I love WinterFest so much that this year I volunteered to come early and help unload the truck. So it is clearly my fault that everything went sideways.
The trees were not there when I arrived at 8 a.m. to help unwrap and stack them. Nor were they there by 8:30. At some point, maybe around 9 or 10, it came out that not only had there been weather delays, but they were held up at customs. I don’t know if there was a problem with Canadian trees opportunistically letting themselves be cut down and displayed in American homes thereby taking jobs away from American trees, or if one of the trees was discovered planning to find a manger in which to birth a seedling this side of the border, but whatever the reason, there were no trees for the Winterfest tree sale.
Volunteers who had not just jinxed the entire sale sprang into action, setting up tree pre-sales and orchestrating an evening pick-up. I made a sight-unseen tree purchase— which I assure you is a first for my family.
When the truck finally arrived my husband was there to help unload the trees, sorting them into pens by height to wait until their families came to claim them. And then he brought our tree home, still tied up in shipping twine. My mother would have died on the spot.

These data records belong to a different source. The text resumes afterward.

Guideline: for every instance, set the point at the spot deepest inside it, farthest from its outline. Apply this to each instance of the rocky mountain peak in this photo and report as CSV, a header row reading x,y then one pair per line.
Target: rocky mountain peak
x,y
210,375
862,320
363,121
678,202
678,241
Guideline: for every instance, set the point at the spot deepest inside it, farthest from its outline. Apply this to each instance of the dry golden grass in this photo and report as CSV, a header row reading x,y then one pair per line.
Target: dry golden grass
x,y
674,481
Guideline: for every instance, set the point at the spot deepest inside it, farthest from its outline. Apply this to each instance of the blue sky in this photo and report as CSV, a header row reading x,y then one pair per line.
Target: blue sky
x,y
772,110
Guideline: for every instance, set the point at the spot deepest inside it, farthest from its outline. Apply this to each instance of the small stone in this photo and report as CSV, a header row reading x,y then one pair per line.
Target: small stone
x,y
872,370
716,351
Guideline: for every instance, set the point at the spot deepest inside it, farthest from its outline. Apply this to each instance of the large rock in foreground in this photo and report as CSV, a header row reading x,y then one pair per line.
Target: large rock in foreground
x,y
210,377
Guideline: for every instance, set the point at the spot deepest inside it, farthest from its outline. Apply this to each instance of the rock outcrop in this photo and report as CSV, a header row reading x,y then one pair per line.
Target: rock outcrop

Even in its bound state it looked different from the other trees we’ve gotten, but I am not a freak so I kept that to myself. The tree stand came out of the basement, the tree went in, and the twine came off. As we watched, the tree expanded like one of those Hoberman sphere toys, or more seasonally, like it had polished off Thanksgiving and hit the Christmas cookies hard, sitting in our dining room like an overstuffed Mother Ginger. We moved furniture to make room as the branches unfolded, ultimately revealing a perfect, nearly spherical tree that has a certain glow to it as though it may actually be ready to deliver an infant among friendly beasts.
Our cat had been put up for adoption right around Christmas last year, so we decided not to put fragile ornaments on the tree, just in case there was a reason for that timing. Meanwhile the dog, who came to us from a shelter in the south and has been trusted around trees for years, now loves backing into the lower limbs and scratching all her itches on the luxuriously broad boughs — something she could never do on our normal, skinny, corner-shaped trees. So now we have a border of dog hair on the bottom of our tree, which we we see as a design element — like the fur trim on Santa’s coat, or if you prefer, organic, sustainable, humanely harvested tinsel. We decided to leave all the other ornaments off — not just the fragile ones— opting instead for a star, lights, dog tinsel, and an ornamental cat.
This year, the symbol of the holiday in our house is not a perfectly decorated tanenbaum, but a trinity of refugees— a shelter cat celebrating her first Christmas with us, a well-scratched rescue dog, and a tree that is beyond all judgment. We feel weirdly, brightly blessed.
And when it’s all over, I don’t have to put any ornaments away.